Take 87 Minutes Tonight To Enjoy One Of The Greatest Comedies Ever Made
(Photo courtesy of RA)
I know my man Jerry blogged AIRPLANE!'s 40th with a wake-up this morning. But it's one of the three funniest movies ever made so it more than deserves a second blog.
Movie release date anniversary Tweets have spawned a cottage industry of nostalgia blogs to mark the occasion and I am definitely here for them. If it happens be one of the many classics that my old man took me and my brother to see, like AIRPLANE!, then I'll shoot pops a text with a quote from the movie and we'll go back and forth for a bit and have a laugh. So as silly as marking a 35th for, say, THE GOONIES might seem, texting my father during Q'tine to reminisce about seeing it has been a nice little respite from the mayhem that is planet Earth right now.
Two years after ANIMAL HOUSE revolutionized American comedies, the Zucker-Abrahams-Zucker team came along and perfected the spoof genre with AIRPLANE!. After inadvertently recording the 1957 airplane drama ZERO HOUR! while searching for material, the comedy team bought the rights in order to parody the movie about a traumatized pilot who must take over as captain when the crew falls sick. After a decade of disaster films that got increasingly worse, the timing couldn't have been any better to goof on the genre. And ZAZ fucking nailed it.
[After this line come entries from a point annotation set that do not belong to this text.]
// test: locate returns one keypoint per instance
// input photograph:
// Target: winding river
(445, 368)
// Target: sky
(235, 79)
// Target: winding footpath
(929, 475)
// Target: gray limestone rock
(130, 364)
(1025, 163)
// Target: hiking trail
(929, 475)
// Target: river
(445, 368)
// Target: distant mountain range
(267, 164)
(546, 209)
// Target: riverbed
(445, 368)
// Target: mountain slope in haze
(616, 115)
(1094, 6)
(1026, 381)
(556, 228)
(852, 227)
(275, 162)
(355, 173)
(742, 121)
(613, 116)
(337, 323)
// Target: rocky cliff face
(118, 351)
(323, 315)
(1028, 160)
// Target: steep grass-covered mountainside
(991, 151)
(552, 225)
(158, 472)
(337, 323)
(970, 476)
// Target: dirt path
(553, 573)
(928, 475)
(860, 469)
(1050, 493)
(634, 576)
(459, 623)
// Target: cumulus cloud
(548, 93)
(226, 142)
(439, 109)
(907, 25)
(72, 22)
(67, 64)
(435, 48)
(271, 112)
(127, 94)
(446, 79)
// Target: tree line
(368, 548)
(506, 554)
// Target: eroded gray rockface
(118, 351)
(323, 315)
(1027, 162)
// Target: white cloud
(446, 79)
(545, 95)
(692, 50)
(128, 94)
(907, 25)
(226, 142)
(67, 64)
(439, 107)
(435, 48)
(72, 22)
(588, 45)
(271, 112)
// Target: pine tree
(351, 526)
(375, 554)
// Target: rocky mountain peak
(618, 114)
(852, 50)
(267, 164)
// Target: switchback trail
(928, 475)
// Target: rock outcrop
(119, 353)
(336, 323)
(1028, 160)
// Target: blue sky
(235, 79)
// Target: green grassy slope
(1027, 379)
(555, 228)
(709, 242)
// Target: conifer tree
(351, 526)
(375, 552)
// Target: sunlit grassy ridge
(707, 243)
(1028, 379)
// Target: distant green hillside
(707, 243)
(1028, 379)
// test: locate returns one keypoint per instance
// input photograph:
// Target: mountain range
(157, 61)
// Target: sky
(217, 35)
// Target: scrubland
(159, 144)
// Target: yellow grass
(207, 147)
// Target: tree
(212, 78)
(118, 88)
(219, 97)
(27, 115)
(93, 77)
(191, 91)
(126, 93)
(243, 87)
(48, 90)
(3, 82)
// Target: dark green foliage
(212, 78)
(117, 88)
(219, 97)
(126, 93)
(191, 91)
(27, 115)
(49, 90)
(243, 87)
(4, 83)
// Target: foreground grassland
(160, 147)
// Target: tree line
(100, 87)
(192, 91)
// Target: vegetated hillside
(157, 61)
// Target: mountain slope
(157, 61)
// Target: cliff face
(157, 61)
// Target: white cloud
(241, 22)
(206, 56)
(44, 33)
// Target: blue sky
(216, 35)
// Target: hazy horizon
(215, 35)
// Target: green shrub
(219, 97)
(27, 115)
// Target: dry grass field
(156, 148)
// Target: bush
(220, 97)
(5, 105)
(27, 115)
Mentally-scarred war pilot-turned-taxi driver Ted Striker (Robert Hays), who got his crew killed during a mission, reluctantly boards an LA-to-CHI flight in hopes of reconciling with his long-time paramour Elaine (Julie Hagerty) who is a stewardess on the flight. After the airline meal gets the crew sick, Ted has to take over the cockpit despite not even looking at a plane since the war. What ensues is arguably the funniest 87 minutes ever put to film. I laughed my ass of when I saw it at 8 years old and I just laughed my ass off again 40 years later. Hays and Hagerty deserve full props for their feature film debuts because they're the glue of the movie and add an ironic gravitas to their scenes.
AIRPLANE! effortlessly, and sometimes slyly, drops sight gags, fourth wall breaking, slapstick, puns, and old jokes into new situations ("I gave at the office" from Joe Isuzu as a Hare Kirshna never gets old). But it also finds humor in dark places and makes light of what we now think of as taboo topics: suicide, addiction, PTSD, pedophilia, alcoholism. That's a tight comedy rope to walk with no net but the creators Wallenda'd it. I also find new things almost every time I watch it again, like realizing that Jimmie Walker is the guy fixing the windshield wipers and closing the airplane hood at the begining.
Maybe the biggest miracle AIRPLANE! pulled off was making Kareem seem like a cool guy with a fun personality. The spoofs of JAWS, SATURDAY NIGHT FEVER, and FROM HERE TO ETERNITY are all perfect. I still imitate Elaine and the stabbing victim every time I'm on the dance floor and "Stayin' Alive" comes on.
If you have need a bunch of laughs tonight, fire up AIRPLANE! on Netflix. You will not be disappointed.